At the age of 17 Belgium saxophonist Nicolas Kummert gained an affinity for African music from a two month stay in Senegal, where he collaborated with local musicians and later from Benin, Mali, Kenya, Sao Tomé, Morocco and Tunisia. The chance to meet award-winning guitarist Lionel Loueke during a recording session for Beninese singer Patrick Ruffino in 2008 began the respectful relationship and by 2015, Kummert had asked Loueke to join his new band. Kummert has been prolific at creating his continued discography. His previous albums include Voices (2014); Flow (2015); and now in 2017, La Diversité.
An admirable trait in Kummert’s playing is how he carefully crafts compositions with winding saxophone lines that are cornerstone to his success on La Diversité, banded by Loueke’s subtle note choices, which drive the offering to a higher level of consciousness. That is not to say that Loueke is only capable of understatement, quite the contrary as exhibited on “We’ll Be Alright,” which explores a more boisterous elucidation. An antipodean deliverance on, “And What If We’re Not.” Features Loueke seamlessly moving from electric to acoustic guitar, employing bell like harmonics on “Le Vent Se Lève” and evoking dexterous finger picking on “Le Peuple De L’Arc-En-Ciel.”

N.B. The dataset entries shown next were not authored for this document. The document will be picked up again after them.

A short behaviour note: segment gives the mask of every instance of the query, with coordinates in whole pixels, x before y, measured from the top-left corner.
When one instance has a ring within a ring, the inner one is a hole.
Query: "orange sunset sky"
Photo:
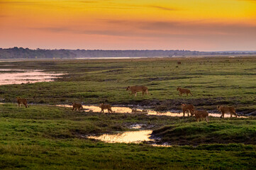
[[[256,50],[256,0],[0,0],[0,47]]]

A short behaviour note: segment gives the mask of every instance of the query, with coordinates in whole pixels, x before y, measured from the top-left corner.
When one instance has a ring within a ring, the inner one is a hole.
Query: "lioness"
[[[134,94],[135,96],[137,96],[137,92],[142,91],[143,96],[144,96],[145,92],[148,94],[148,87],[145,86],[128,86],[126,91],[130,91],[130,95]]]
[[[189,94],[190,94],[191,95],[193,96],[193,94],[190,92],[190,90],[189,90],[189,89],[182,89],[182,88],[178,87],[177,89],[177,91],[179,91],[179,96],[182,96],[183,94],[187,94],[187,96],[189,95]]]
[[[191,112],[192,110],[194,109],[194,106],[191,104],[182,104],[182,108],[183,111],[183,116],[185,116],[185,113],[187,112],[187,116],[189,116],[189,112],[190,112],[190,116],[192,116]]]
[[[72,103],[72,106],[73,106],[72,111],[74,111],[74,110],[78,110],[80,111],[81,109],[83,109],[83,106],[82,106],[82,104],[73,103]]]
[[[101,113],[101,112],[104,113],[104,109],[108,109],[108,113],[109,113],[109,111],[113,113],[113,111],[111,110],[111,106],[110,106],[108,104],[100,103],[99,107],[100,107],[101,108],[101,111],[100,112]]]
[[[23,103],[23,105],[25,105],[26,108],[29,108],[28,103],[27,103],[27,99],[22,98],[20,97],[16,97],[16,98],[17,99],[17,103],[18,103],[18,107],[21,107],[21,104]]]
[[[226,113],[230,113],[230,118],[232,118],[232,115],[235,115],[235,118],[238,118],[238,114],[235,113],[235,110],[233,107],[229,107],[229,106],[217,106],[218,110],[221,112],[221,118],[224,118],[224,114]]]
[[[192,109],[191,115],[195,115],[196,121],[199,122],[199,119],[203,121],[203,119],[205,119],[208,123],[209,121],[209,114],[206,110],[195,110]]]

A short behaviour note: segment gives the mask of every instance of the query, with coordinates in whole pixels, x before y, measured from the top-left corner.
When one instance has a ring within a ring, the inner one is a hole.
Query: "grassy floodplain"
[[[104,101],[164,110],[177,109],[185,102],[212,111],[216,111],[216,105],[225,104],[235,106],[240,114],[253,113],[255,62],[256,57],[243,57],[0,63],[1,68],[67,73],[53,82],[1,86],[0,97],[6,100],[0,105],[0,168],[253,169],[254,117],[210,118],[207,124],[195,123],[193,118],[72,112],[53,104]],[[129,96],[125,88],[136,84],[148,86],[152,95]],[[191,89],[194,96],[179,96],[178,86]],[[17,108],[13,103],[16,96],[28,98],[30,107]],[[136,123],[154,130],[159,142],[175,146],[108,144],[86,138],[131,130]]]

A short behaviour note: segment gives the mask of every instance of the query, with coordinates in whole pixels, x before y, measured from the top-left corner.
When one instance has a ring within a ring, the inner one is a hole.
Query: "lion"
[[[235,118],[238,118],[238,114],[235,113],[235,109],[233,107],[230,106],[217,106],[218,110],[221,113],[221,118],[224,118],[224,114],[226,113],[230,113],[230,118],[232,118],[232,115],[235,115]]]
[[[80,104],[80,103],[73,103],[72,106],[73,106],[72,111],[74,111],[74,110],[78,110],[80,111],[81,109],[84,109],[83,106],[82,104]]]
[[[135,96],[137,96],[137,92],[142,91],[143,96],[146,93],[148,94],[148,87],[145,86],[128,86],[126,91],[130,91],[130,95],[134,94]]]
[[[206,110],[196,110],[192,109],[191,113],[191,115],[195,115],[197,122],[199,121],[199,119],[201,119],[202,121],[204,119],[205,119],[207,123],[209,121],[209,113],[208,113],[208,112]]]
[[[192,110],[194,109],[194,106],[191,104],[182,104],[182,108],[183,110],[183,116],[185,116],[185,113],[187,112],[187,116],[189,116],[189,112],[190,112],[190,116],[192,116],[191,112]]]
[[[100,112],[100,113],[101,113],[101,112],[104,113],[104,109],[108,109],[108,113],[109,112],[111,112],[111,113],[113,113],[111,106],[109,104],[100,103],[99,107],[101,108],[101,111]]]
[[[29,108],[28,103],[27,103],[27,99],[22,98],[20,97],[16,97],[16,98],[17,99],[17,103],[18,103],[18,107],[21,107],[21,104],[23,103],[23,105],[25,105],[26,108]]]
[[[189,89],[182,89],[182,88],[178,87],[177,89],[177,91],[179,91],[179,96],[182,96],[183,94],[186,94],[187,96],[189,95],[189,94],[190,94],[191,95],[193,96],[193,94],[190,92],[190,90],[189,90]]]

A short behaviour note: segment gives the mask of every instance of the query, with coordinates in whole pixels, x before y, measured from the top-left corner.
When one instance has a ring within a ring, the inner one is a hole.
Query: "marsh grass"
[[[146,143],[108,144],[86,138],[88,135],[133,130],[129,127],[137,123],[146,125],[145,128],[165,126],[169,130],[172,127],[176,129],[176,137],[186,138],[191,135],[194,139],[197,137],[197,141],[211,132],[234,138],[239,133],[243,138],[255,131],[252,118],[211,118],[207,124],[195,123],[191,118],[104,115],[46,105],[31,105],[26,108],[6,103],[0,105],[0,168],[252,169],[255,166],[256,147],[252,144],[205,144],[201,141],[196,147],[167,148]],[[250,131],[244,133],[247,130]]]
[[[182,65],[177,66],[177,60]],[[140,105],[180,109],[181,103],[216,111],[234,106],[256,109],[255,57],[52,60],[1,62],[2,68],[65,72],[53,82],[1,86],[0,169],[254,169],[255,118],[194,118],[72,111],[53,104]],[[6,65],[13,64],[13,65]],[[130,96],[126,87],[146,85],[152,95]],[[179,96],[177,86],[193,96]],[[17,108],[16,96],[29,108]],[[50,105],[49,105],[50,104]],[[86,137],[153,128],[158,142],[108,144]]]
[[[179,67],[177,60],[182,61]],[[255,62],[255,57],[243,57],[11,62],[19,69],[67,74],[54,82],[1,86],[1,97],[6,102],[14,102],[20,96],[29,103],[50,104],[106,102],[155,108],[160,103],[167,105],[167,109],[177,109],[181,103],[211,110],[225,104],[248,113],[256,109]],[[142,96],[139,93],[137,97],[130,96],[126,87],[133,85],[146,85],[152,95]],[[194,96],[179,96],[177,86],[191,89]],[[168,100],[173,103],[167,103]]]

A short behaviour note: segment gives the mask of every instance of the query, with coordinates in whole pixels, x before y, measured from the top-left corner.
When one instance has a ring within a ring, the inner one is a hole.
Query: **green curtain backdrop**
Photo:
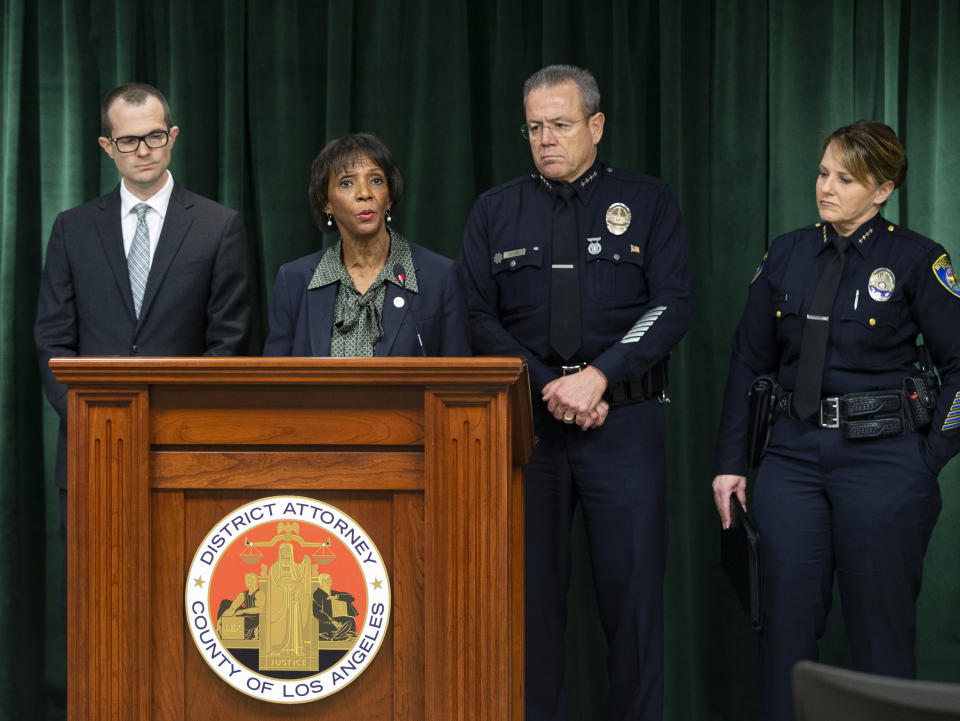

On “Gnossienne A Deux,” Kummert and Loueke reveal a poignancy of their chemistry together as a duo, and certainly individually as players. Two versions of Leonard Cohen’s hit song “Hallelujah” (and an acoustic “Hallelujah Again”) might in the hands of some sound more like redundancy, but played correspondingly by the quartet and duo, they are emphasized by the characteristically delicate treatment afforded the pieces. From the West African rhythmic feel of “Rainbow People” to the languorous smoldering of “Diversity Over Purity” the resounding essential point is a mesmerizing, innovative experience, abounding nuances and creative ideas to keep the listener engaged throughout.